By default, the Ryzen 9 9950X boasts up to 5.7 GHz of boost clock and 6.3 GHz frequency is a 10.5% uplift. The user's configuration included the Gigabyte X870 AORUS Tachyon ICE motherboard, which is yet to be officially released by Gigabyte. Nonetheless, liquid nitrogen cooling was deployed as you can see from the images, and the 6.3 GHz frequency has been validated on both 3DMark and HWBot.

With a 6.3 GHz frequency, the Ryzen 9950X achieved 22,828 points in 3DMark, which is roughly 35% higher than the usual 16,856 points it achieves on stock clocks. On HWBot, we can see the same 6.3 GHz clock alongside the setup and screenshot of wPrime and SuperPi benchmarks. With a score of 23 seconds in wPrime and 5 min 6 seconds 924ms, FatBoyNotSoSlim now sits in 2nd position in world records in both cases.
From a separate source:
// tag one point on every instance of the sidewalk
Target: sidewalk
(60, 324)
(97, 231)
Keep in mind that the 6.3 GHz frequency is just on a single core and achieving such a frequency on all the cores isn't feasible. Nonetheless, not only does this show the overclocker's dedication and effective method of overclocking, but it also reveals the X870 AORUS Tachyon's capabilities for intensive overclocking.

The Gigabyte AORUS X870 Tachyon ICE design isn't public yet and, according to our speculations, it could look like the AORUS Z890 Tachyon ICE, which has dual memory slots on top. We don't know when Gigabyte is planning to release this model for PC builders, but it is surely going to attract many enthusiasts.